Imagine your identity gets stolen or misconfigured online, resulting in serious personal damages. The cause was an error rooted in Artificial Intelligence (AI) technology, equipment with no face or name. 

So, who’s to blame? Is it the company that hosts the technology, the state who commissioned it, the worker who created a certain piece of code, or someone else altogether?

Assistant Professor Sonia Gipson Rankin, UNM School of Law

This game of Clue is something that has had and will continue to have monumental consequences and questions for years to come. UNM Law Professor Sonia Gipson Rankin, however, is one step closer to finding out the answers.

“What happens when a state turns to an algorithm to help the community and it actually harms the community?” Gipson Rankin asked.

In a paper soon to be published with New York University Law Review entitled The MiDAS Touch: Atuahene's "Stategraft" and the Implications of Unregulated Artificial Intelligence” Gipson Rankin explores the infamous  Michigan Integrated Data Automated System (MiDAS) incident.

To combat billions of dollars owed to the federal government set by the Great Recession, Michigan set its sights on modernizing and cutting what was seen as unnecessary expenses from the Unemployment Insurance Agency (UIA) with MiDAS in 2013.

The state laid off hundreds after spending years and $47 million on this software. MiDAS was meant to automatically detect those who were committing unemployment fraud, as well as determine unemployment eligibility, track cases, and monitor income tax refunds.

From Oct. 2013 to Sept. 2016, MiDAS did its job–so well in fact, it found fraud cases had tripled to over 25,000 in just one year. By two years, that total had surpassed 40,000. With unemployment fraud claims stretching back so far, these tens of thousands of people faced fines 400% higher than usual.  This produced $96 million dollars, a glowing total which would have made a huge dent in Michigan’s debt.

The only issue was that 93% of these charges were wrong.

“The concern with AI being implemented in communities without proper oversight is that by the time we understand harm has occurred, it’s already harmed hundreds of thousands of people,” Gipson Rankin said.

Something within the AI had skipped due process for individuals who were entirely in the right. It was given permission to automatically find people, or put in requests to the IRS to garnish wages, or to deduct tax returns, no matter the duration of unemployment, or how long ago they were unemployed.

When Michigan citizens called to see why this was happening, no one could give them an answer. State workers, similarly, found no evidence of fraud for the overwhelming majority of cases.

“When people called there was no human which could explain what happened or why the response basically became the AI said you did this,” she said.

At first, those accused turned to UIA for answers. The UIA looked at the state. The state turned to technology vendors Fast Enterprises and SAS Institute. They turned to management consultant CSG Government Solutions.

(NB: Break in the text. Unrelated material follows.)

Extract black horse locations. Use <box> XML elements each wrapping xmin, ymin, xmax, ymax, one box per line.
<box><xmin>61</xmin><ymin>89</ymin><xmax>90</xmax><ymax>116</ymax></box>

They were all faced with the same predicament: a guessing game of who’s to blame.

“If I go after the state, they say the AI did it. If I go after the third party vendor, there’s a clause to protect them, saying the state made the choice. It leaves the actual person harmed by AI without a lot of options,” she said.

After multiple trips to court, the state of Michigan agreed to fork out $20.8 million so far  in damages to make up the money deducted from those falsely accused of fraud.

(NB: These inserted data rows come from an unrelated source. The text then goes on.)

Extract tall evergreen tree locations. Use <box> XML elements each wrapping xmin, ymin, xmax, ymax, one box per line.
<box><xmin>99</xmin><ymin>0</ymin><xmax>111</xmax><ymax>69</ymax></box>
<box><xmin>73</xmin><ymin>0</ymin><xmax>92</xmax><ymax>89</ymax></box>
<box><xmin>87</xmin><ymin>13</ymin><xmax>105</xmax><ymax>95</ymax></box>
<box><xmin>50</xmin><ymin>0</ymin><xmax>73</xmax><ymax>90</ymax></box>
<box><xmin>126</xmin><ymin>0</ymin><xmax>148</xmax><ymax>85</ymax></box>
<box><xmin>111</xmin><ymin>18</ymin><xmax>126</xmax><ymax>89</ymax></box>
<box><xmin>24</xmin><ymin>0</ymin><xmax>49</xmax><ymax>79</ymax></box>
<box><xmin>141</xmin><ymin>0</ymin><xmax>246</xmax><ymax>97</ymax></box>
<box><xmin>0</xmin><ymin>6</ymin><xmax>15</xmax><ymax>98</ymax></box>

That wasn’t enough, according to Gipson Rankin. Many of those affected felt the same.

In Cahoo v. SAS Analytics, the state felt restitution had been satisfied by giving out refunds. Plaintiffs argued that their due-process rights were violated beyond finances as they had to untangle themselves from the fraud allegations.

“How do I give back or address the fact you may have had to file for bankruptcy? How do I address the fact that while all this was happening, you may have lost a new job because you've been marked in the systems as committing unemployment fraud” Gipson Rankin said. “How do I address the fact that families may have broken up– that people were evicted from homes because of the marks that were put on their name?” 

The Michigan State Supreme Court sided with the plaintiffs, saying the attempt to use the “AI made me do it” defense was found to be insufficient.

Not only that, but the state is still working through the remaining payments.

As residents work to get their recourse, questions remain for legal minds like Gipson Rankin. 

How can you prevent biases from existing in AI to begin with? Can you truly have an ambivalent technology as a result? And how much further will AI go without having them answered?

“When technology is unregulated, it will flourish into all kinds of unique innovations. But there are some parts of it that when unregulated lead to grave disaster.”  Sonia Gipson-Rankin

 In March 2022, Michigan Governor Gretchen Whitmer planned to allocate $75 million to replace the MiDAS system, looking for a “human-centered” system.

Gipson-Rankin believes going forward, there need to be established groups and discussions to answer these questions before AI gets too developed and in the weeds.

“I think we'll see a lot of what the AI community is doing continue to go underground, where people can't unpack where the harm came from,” she said,

She also is working with other professors on potentially developing a course for algorithmic justice at UNM.

“It's going to require all of us at the table that can make it right from the very beginning,” she said.